The competition heats up: The chief executive of one of Russia’s largest aerospace centers admitted during a television appearance on Friday that their country is losing market share to SpaceX.

“The commercial launch market has changed over the past few years. New players have emerged, for example the American company SpaceX. Few people believed that a commercial project would be able to break into the market and create a competitive product, create a carrier [rocket] that’s competitive in terms of price and quality. But this has happened and we have to reckon with it,” he said. “It’s true that we have reduced our presence in the commercial launch market in recent years.

The irony here is that all of the decisions by Putin and the Russian government since SpaceX’s arrival — most especially the decision to consolidate the entire aerospace industry into a single corporation controlled by the government — have actually worked to limit Russia’s ability to compete.

Patriot Act snooping prevented no terrorism

Even as Senate Republican leader Mitch McConnell (R-Kentucky) fights to save the snooping authorized under the Patriot Act, the FBI has admitted that no terrorism cases at all were solved using that information.

So, what use would the government possibly want with such private information?
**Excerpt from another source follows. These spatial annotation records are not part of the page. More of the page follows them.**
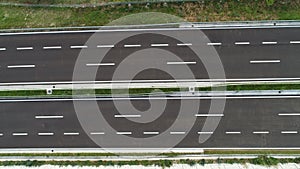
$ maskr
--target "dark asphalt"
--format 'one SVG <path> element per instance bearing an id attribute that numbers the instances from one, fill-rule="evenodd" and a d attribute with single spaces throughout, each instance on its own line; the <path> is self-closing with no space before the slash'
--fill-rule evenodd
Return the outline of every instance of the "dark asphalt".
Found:
<path id="1" fill-rule="evenodd" d="M 200 30 L 165 30 L 165 31 L 139 31 L 139 32 L 99 32 L 103 37 L 103 44 L 110 44 L 109 37 L 121 35 L 131 36 L 120 41 L 107 54 L 103 49 L 96 48 L 98 44 L 89 44 L 88 49 L 96 51 L 99 56 L 105 56 L 103 62 L 114 62 L 115 66 L 100 67 L 95 79 L 83 76 L 76 80 L 88 81 L 110 81 L 112 75 L 124 61 L 127 55 L 142 49 L 163 49 L 179 56 L 183 61 L 196 61 L 197 64 L 189 65 L 196 79 L 209 79 L 207 71 L 201 60 L 189 47 L 179 47 L 181 43 L 172 37 L 161 35 L 164 32 L 182 33 L 186 36 L 197 35 Z M 253 29 L 218 29 L 202 30 L 211 42 L 220 42 L 221 46 L 215 46 L 223 63 L 227 79 L 240 78 L 299 78 L 300 69 L 300 44 L 290 44 L 290 41 L 300 40 L 300 28 L 253 28 Z M 138 35 L 136 35 L 138 34 Z M 57 33 L 57 34 L 34 34 L 34 35 L 6 35 L 0 36 L 0 82 L 66 82 L 72 81 L 73 69 L 81 49 L 71 49 L 72 45 L 84 45 L 92 33 Z M 197 36 L 193 39 L 197 42 Z M 235 42 L 248 41 L 250 45 L 235 45 Z M 276 45 L 262 45 L 263 41 L 276 41 Z M 168 43 L 168 47 L 151 47 L 153 43 Z M 186 42 L 182 42 L 186 43 Z M 125 44 L 140 44 L 140 48 L 124 48 Z M 206 44 L 193 44 L 201 46 Z M 18 51 L 17 47 L 32 46 L 33 50 Z M 44 50 L 44 46 L 61 46 L 61 49 Z M 86 56 L 91 59 L 93 56 Z M 135 70 L 138 65 L 150 63 L 145 58 L 153 58 L 155 64 L 168 66 L 169 72 L 157 69 L 148 69 L 139 73 L 136 80 L 165 80 L 172 79 L 169 74 L 178 74 L 180 65 L 166 65 L 165 60 L 160 56 L 153 56 L 151 50 L 144 52 L 140 59 L 134 62 L 125 63 L 125 67 Z M 203 56 L 201 57 L 209 57 Z M 280 63 L 250 64 L 251 60 L 280 60 Z M 88 59 L 87 59 L 88 60 Z M 84 62 L 84 60 L 83 60 Z M 95 59 L 95 62 L 98 62 Z M 35 68 L 8 69 L 8 65 L 34 64 Z M 86 63 L 80 63 L 85 65 Z M 84 67 L 87 74 L 94 71 L 94 68 Z M 177 79 L 187 79 L 184 75 L 178 74 Z M 126 76 L 113 80 L 130 80 Z"/>
<path id="2" fill-rule="evenodd" d="M 182 102 L 181 102 L 182 101 Z M 113 102 L 97 101 L 103 116 L 116 131 L 130 131 L 128 137 L 146 138 L 144 131 L 163 133 L 174 123 L 181 104 L 196 100 L 168 100 L 164 113 L 155 121 L 136 123 L 124 118 L 115 118 L 118 111 Z M 203 144 L 199 144 L 199 135 L 205 117 L 195 117 L 186 112 L 186 118 L 178 119 L 179 126 L 173 131 L 184 131 L 184 126 L 197 118 L 192 129 L 176 147 L 187 148 L 291 148 L 300 147 L 300 134 L 282 134 L 282 131 L 300 132 L 300 116 L 279 116 L 278 113 L 299 113 L 299 98 L 259 98 L 259 99 L 228 99 L 224 116 L 214 134 Z M 90 101 L 78 101 L 88 104 Z M 122 101 L 116 101 L 122 102 Z M 154 100 L 153 102 L 161 102 Z M 180 103 L 181 102 L 181 103 Z M 149 108 L 147 100 L 132 100 L 133 105 L 141 111 Z M 284 103 L 284 104 L 283 104 Z M 200 100 L 198 113 L 207 113 L 211 100 Z M 91 112 L 87 111 L 86 116 Z M 124 113 L 124 112 L 123 112 Z M 131 112 L 125 112 L 130 114 Z M 215 112 L 220 113 L 220 112 Z M 35 119 L 36 115 L 63 115 L 63 119 Z M 143 118 L 143 115 L 142 117 Z M 218 117 L 207 117 L 218 118 Z M 240 134 L 226 134 L 228 131 Z M 254 131 L 269 131 L 269 134 L 253 134 Z M 12 133 L 27 132 L 27 136 L 13 136 Z M 53 136 L 38 136 L 39 132 L 53 132 Z M 64 136 L 65 132 L 79 132 L 78 136 Z M 105 132 L 100 138 L 108 137 Z M 1 148 L 95 148 L 98 147 L 85 134 L 74 112 L 73 101 L 38 101 L 38 102 L 7 102 L 0 103 L 0 137 Z M 168 133 L 167 133 L 168 134 Z M 179 135 L 169 135 L 170 141 Z M 105 139 L 103 139 L 105 140 Z M 122 140 L 120 140 L 122 141 Z M 168 140 L 167 140 L 168 141 Z M 140 143 L 134 143 L 134 148 Z M 120 146 L 116 145 L 117 148 Z M 157 146 L 159 147 L 159 145 Z M 128 148 L 128 147 L 127 147 Z"/>

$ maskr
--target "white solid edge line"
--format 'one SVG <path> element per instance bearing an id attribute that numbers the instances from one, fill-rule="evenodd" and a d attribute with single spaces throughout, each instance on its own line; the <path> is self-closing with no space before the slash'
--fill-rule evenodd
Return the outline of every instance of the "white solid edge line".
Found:
<path id="1" fill-rule="evenodd" d="M 43 116 L 43 115 L 38 115 L 35 116 L 36 119 L 62 119 L 64 116 Z"/>
<path id="2" fill-rule="evenodd" d="M 281 134 L 297 134 L 298 131 L 281 131 Z"/>
<path id="3" fill-rule="evenodd" d="M 61 49 L 61 46 L 44 46 L 43 49 Z"/>
<path id="4" fill-rule="evenodd" d="M 290 44 L 300 44 L 300 41 L 290 41 Z"/>
<path id="5" fill-rule="evenodd" d="M 87 63 L 86 66 L 114 66 L 115 63 Z"/>
<path id="6" fill-rule="evenodd" d="M 223 117 L 224 114 L 195 114 L 196 117 Z"/>
<path id="7" fill-rule="evenodd" d="M 87 47 L 88 46 L 86 46 L 86 45 L 82 45 L 82 46 L 70 46 L 71 49 L 85 49 Z"/>
<path id="8" fill-rule="evenodd" d="M 62 34 L 62 33 L 99 33 L 99 32 L 149 32 L 149 31 L 186 31 L 186 30 L 219 30 L 219 29 L 226 29 L 226 30 L 232 30 L 232 29 L 270 29 L 270 28 L 299 28 L 299 25 L 278 25 L 274 26 L 272 25 L 260 25 L 260 26 L 221 26 L 221 27 L 181 27 L 181 28 L 155 28 L 155 29 L 110 29 L 110 30 L 77 30 L 77 31 L 38 31 L 38 32 L 13 32 L 13 33 L 0 33 L 0 36 L 9 36 L 9 35 L 26 35 L 26 34 Z"/>
<path id="9" fill-rule="evenodd" d="M 35 65 L 9 65 L 7 68 L 35 68 Z"/>
<path id="10" fill-rule="evenodd" d="M 241 134 L 240 131 L 226 131 L 226 134 Z"/>
<path id="11" fill-rule="evenodd" d="M 288 81 L 300 80 L 300 78 L 243 78 L 243 79 L 177 79 L 177 80 L 114 80 L 114 81 L 57 81 L 57 82 L 16 82 L 16 83 L 0 83 L 0 85 L 37 85 L 37 84 L 78 84 L 78 83 L 142 83 L 142 82 L 235 82 L 235 81 Z"/>
<path id="12" fill-rule="evenodd" d="M 17 47 L 17 50 L 32 50 L 33 47 Z"/>
<path id="13" fill-rule="evenodd" d="M 300 113 L 278 113 L 278 116 L 300 116 Z"/>
<path id="14" fill-rule="evenodd" d="M 141 47 L 142 45 L 124 45 L 125 48 L 136 48 Z"/>
<path id="15" fill-rule="evenodd" d="M 212 131 L 199 131 L 198 134 L 214 134 Z"/>
<path id="16" fill-rule="evenodd" d="M 197 62 L 167 62 L 167 65 L 194 65 Z"/>
<path id="17" fill-rule="evenodd" d="M 78 132 L 66 132 L 64 133 L 65 136 L 78 136 L 79 133 Z"/>
<path id="18" fill-rule="evenodd" d="M 192 46 L 192 43 L 177 43 L 177 46 Z"/>
<path id="19" fill-rule="evenodd" d="M 141 115 L 140 114 L 128 114 L 128 115 L 116 114 L 115 117 L 116 118 L 136 118 L 136 117 L 141 117 Z"/>
<path id="20" fill-rule="evenodd" d="M 236 45 L 250 45 L 250 42 L 235 42 Z"/>
<path id="21" fill-rule="evenodd" d="M 264 42 L 262 42 L 262 44 L 263 44 L 263 45 L 276 45 L 277 42 L 275 42 L 275 41 L 274 41 L 274 42 L 271 42 L 271 41 L 268 41 L 268 42 L 267 42 L 267 41 L 264 41 Z"/>
<path id="22" fill-rule="evenodd" d="M 177 135 L 177 134 L 185 134 L 184 131 L 171 131 L 170 134 Z"/>
<path id="23" fill-rule="evenodd" d="M 207 43 L 208 46 L 220 46 L 222 43 L 217 42 L 217 43 Z"/>
<path id="24" fill-rule="evenodd" d="M 117 135 L 131 135 L 132 132 L 130 132 L 130 131 L 122 131 L 122 132 L 117 132 L 116 134 Z"/>
<path id="25" fill-rule="evenodd" d="M 91 132 L 91 135 L 103 135 L 105 134 L 104 132 Z"/>
<path id="26" fill-rule="evenodd" d="M 156 44 L 151 44 L 152 47 L 159 47 L 159 46 L 169 46 L 167 43 L 156 43 Z"/>
<path id="27" fill-rule="evenodd" d="M 115 45 L 97 45 L 97 48 L 113 48 Z"/>
<path id="28" fill-rule="evenodd" d="M 54 133 L 51 133 L 51 132 L 50 132 L 50 133 L 48 133 L 48 132 L 45 132 L 45 133 L 44 133 L 44 132 L 42 132 L 42 133 L 38 133 L 38 135 L 39 135 L 39 136 L 53 136 Z"/>
<path id="29" fill-rule="evenodd" d="M 280 63 L 280 60 L 251 60 L 250 63 Z"/>
<path id="30" fill-rule="evenodd" d="M 215 96 L 215 97 L 133 97 L 133 98 L 60 98 L 60 99 L 7 99 L 0 100 L 0 103 L 7 102 L 51 102 L 51 101 L 102 101 L 102 100 L 213 100 L 213 99 L 299 99 L 300 96 L 244 96 L 244 97 L 231 97 L 231 96 Z"/>
<path id="31" fill-rule="evenodd" d="M 269 134 L 269 131 L 253 131 L 253 134 Z"/>
<path id="32" fill-rule="evenodd" d="M 27 136 L 28 133 L 13 133 L 13 136 Z"/>
<path id="33" fill-rule="evenodd" d="M 158 131 L 144 131 L 143 134 L 145 135 L 157 135 L 159 134 Z"/>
Could it be that it could eventually have some political uses instead, useful for squelching any grassroots opposition?

Nah, our government would never do such a thing. Why, we only have to look at the IRS as proof!

Broken arm

My posts for the next week or so are going to be shorter than I would prefer. This weekend I had a minor fall during a cave trip and broke one bone in my lower left arm. We were about two hours from the entrance, so the trip out was somewhat entertaining, though it did go smoothly without any significant difficulties. taking about three hours to get back to the surface.

Nonetheless, I am a lefty, so writing is now difficult, and with the cast on my arm touch typing is a challenge as well. I can manage posts, but writing long commentaries will likely not happen for the next week or so while the arm heals or I get a smaller cast.
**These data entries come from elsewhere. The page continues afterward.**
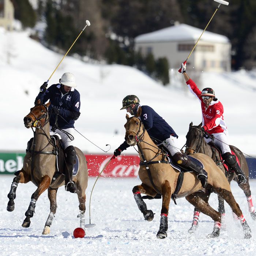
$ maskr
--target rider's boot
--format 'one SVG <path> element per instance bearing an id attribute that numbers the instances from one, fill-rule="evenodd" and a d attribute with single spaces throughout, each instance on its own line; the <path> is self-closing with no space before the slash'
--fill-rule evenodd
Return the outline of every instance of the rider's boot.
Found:
<path id="1" fill-rule="evenodd" d="M 235 171 L 237 174 L 236 180 L 238 186 L 245 183 L 247 181 L 245 175 L 237 162 L 236 156 L 231 155 L 229 152 L 227 152 L 222 155 L 222 158 L 224 162 L 227 165 L 230 169 Z"/>
<path id="2" fill-rule="evenodd" d="M 196 173 L 197 178 L 201 181 L 202 186 L 207 185 L 207 173 L 200 166 L 191 161 L 185 155 L 178 152 L 173 156 L 173 158 L 179 165 Z"/>
<path id="3" fill-rule="evenodd" d="M 75 184 L 72 181 L 73 170 L 76 163 L 76 151 L 74 146 L 69 146 L 65 150 L 65 152 L 67 169 L 65 180 L 65 189 L 71 193 L 76 193 Z"/>

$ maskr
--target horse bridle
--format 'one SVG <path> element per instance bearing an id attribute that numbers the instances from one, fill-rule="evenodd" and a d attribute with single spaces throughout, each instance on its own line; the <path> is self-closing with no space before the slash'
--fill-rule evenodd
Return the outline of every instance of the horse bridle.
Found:
<path id="1" fill-rule="evenodd" d="M 199 133 L 200 133 L 200 139 L 199 140 L 198 140 L 198 142 L 197 143 L 197 145 L 195 149 L 192 148 L 187 147 L 186 146 L 186 149 L 185 150 L 185 152 L 186 153 L 187 153 L 187 149 L 192 149 L 194 151 L 193 153 L 193 154 L 194 153 L 197 153 L 198 150 L 200 148 L 200 147 L 201 147 L 201 146 L 202 144 L 202 143 L 203 143 L 203 138 L 204 138 L 204 134 L 203 132 L 201 129 L 199 129 L 199 128 L 197 128 L 197 127 L 192 127 L 190 128 L 190 129 L 196 129 L 199 131 Z M 202 133 L 203 133 L 202 136 L 201 136 L 201 132 L 202 132 Z"/>
<path id="2" fill-rule="evenodd" d="M 31 128 L 33 128 L 33 127 L 35 127 L 37 129 L 40 129 L 42 128 L 49 121 L 50 118 L 48 116 L 48 119 L 47 120 L 46 119 L 45 121 L 45 123 L 44 125 L 43 126 L 41 126 L 41 120 L 43 118 L 44 118 L 45 117 L 46 118 L 47 117 L 47 113 L 48 113 L 48 109 L 47 108 L 47 107 L 45 104 L 39 104 L 36 105 L 34 108 L 33 108 L 32 109 L 32 110 L 36 106 L 44 106 L 44 108 L 45 109 L 45 113 L 44 113 L 42 115 L 39 116 L 39 117 L 37 118 L 37 117 L 35 116 L 35 114 L 33 112 L 31 112 L 31 111 L 29 113 L 29 114 L 27 115 L 27 116 L 29 116 L 31 118 L 31 120 L 33 121 L 31 127 Z M 34 121 L 33 121 L 33 118 L 31 117 L 31 116 L 30 115 L 30 114 L 31 114 L 34 116 L 34 117 L 35 118 L 35 120 Z"/>

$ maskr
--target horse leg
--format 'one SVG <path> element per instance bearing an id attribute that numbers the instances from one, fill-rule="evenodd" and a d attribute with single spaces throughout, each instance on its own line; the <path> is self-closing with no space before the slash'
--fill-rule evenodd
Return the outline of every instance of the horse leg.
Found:
<path id="1" fill-rule="evenodd" d="M 16 197 L 16 189 L 19 183 L 26 183 L 30 181 L 29 176 L 24 172 L 23 169 L 18 173 L 17 176 L 14 177 L 11 185 L 11 189 L 7 195 L 9 202 L 7 204 L 7 210 L 12 211 L 14 210 L 14 199 Z"/>
<path id="2" fill-rule="evenodd" d="M 186 196 L 185 198 L 203 213 L 208 215 L 214 221 L 212 232 L 207 236 L 207 237 L 217 237 L 219 236 L 219 230 L 221 226 L 221 215 L 210 206 L 208 203 L 198 196 L 195 196 L 195 193 Z"/>
<path id="3" fill-rule="evenodd" d="M 238 217 L 242 225 L 244 234 L 244 238 L 246 239 L 251 238 L 252 237 L 251 229 L 244 218 L 239 206 L 236 202 L 231 192 L 220 188 L 215 188 L 214 189 L 218 193 L 221 195 L 225 201 L 231 207 L 233 212 Z"/>
<path id="4" fill-rule="evenodd" d="M 57 209 L 56 195 L 57 191 L 58 188 L 48 188 L 48 198 L 50 201 L 50 213 L 42 233 L 43 235 L 50 234 L 50 227 L 52 225 L 53 218 L 55 217 L 54 215 L 56 213 L 56 210 Z"/>
<path id="5" fill-rule="evenodd" d="M 167 236 L 168 214 L 172 195 L 171 186 L 168 181 L 166 180 L 162 186 L 162 193 L 163 199 L 161 210 L 161 219 L 159 230 L 157 234 L 157 237 L 159 239 L 165 238 Z"/>
<path id="6" fill-rule="evenodd" d="M 242 189 L 244 194 L 246 197 L 246 199 L 247 200 L 247 203 L 248 204 L 248 208 L 249 209 L 249 212 L 251 214 L 251 216 L 252 218 L 254 220 L 256 220 L 256 212 L 255 212 L 255 209 L 253 204 L 252 203 L 252 193 L 250 189 L 250 185 L 249 184 L 249 181 L 248 181 L 245 183 L 242 184 L 239 186 L 240 188 Z"/>
<path id="7" fill-rule="evenodd" d="M 79 201 L 79 210 L 80 211 L 80 214 L 78 216 L 80 217 L 80 227 L 82 227 L 84 229 L 85 227 L 85 219 L 84 218 L 84 213 L 85 212 L 85 201 L 86 197 L 85 195 L 85 192 L 82 192 L 83 190 L 82 189 L 79 189 L 78 186 L 77 195 L 78 197 L 78 201 Z"/>
<path id="8" fill-rule="evenodd" d="M 34 215 L 37 200 L 40 195 L 49 187 L 50 182 L 50 179 L 48 175 L 45 175 L 41 179 L 37 189 L 31 196 L 31 201 L 29 208 L 25 213 L 25 216 L 26 217 L 22 225 L 23 227 L 29 227 L 30 226 L 30 218 Z"/>
<path id="9" fill-rule="evenodd" d="M 197 195 L 197 196 L 201 197 L 204 202 L 208 203 L 211 192 L 211 189 L 207 189 L 205 193 L 202 192 L 196 192 L 194 193 L 194 195 Z M 195 196 L 196 196 L 195 195 Z M 192 222 L 192 225 L 191 227 L 188 230 L 189 233 L 193 233 L 198 227 L 198 221 L 199 221 L 200 214 L 200 211 L 196 207 L 195 207 L 194 209 L 194 214 L 193 221 Z"/>
<path id="10" fill-rule="evenodd" d="M 135 186 L 132 189 L 134 199 L 138 206 L 139 209 L 143 214 L 146 221 L 151 221 L 154 219 L 154 214 L 151 210 L 147 209 L 147 205 L 142 199 L 140 193 L 154 197 L 157 193 L 155 191 L 146 184 Z"/>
Update on Saturday’s Proton launch failure

Link here. The failure was in the third stage, which was the cause of a previous Proton failure last May.

Note that the Proton also put a commercial satellite in the wrong orbit in October when the upper stage underperformed.

Overall, the Russians are doing a very poor job in eliminating the serious quality control problems that have plagued their aerospace industry in recent years. If anything, the problems appear to be worsening.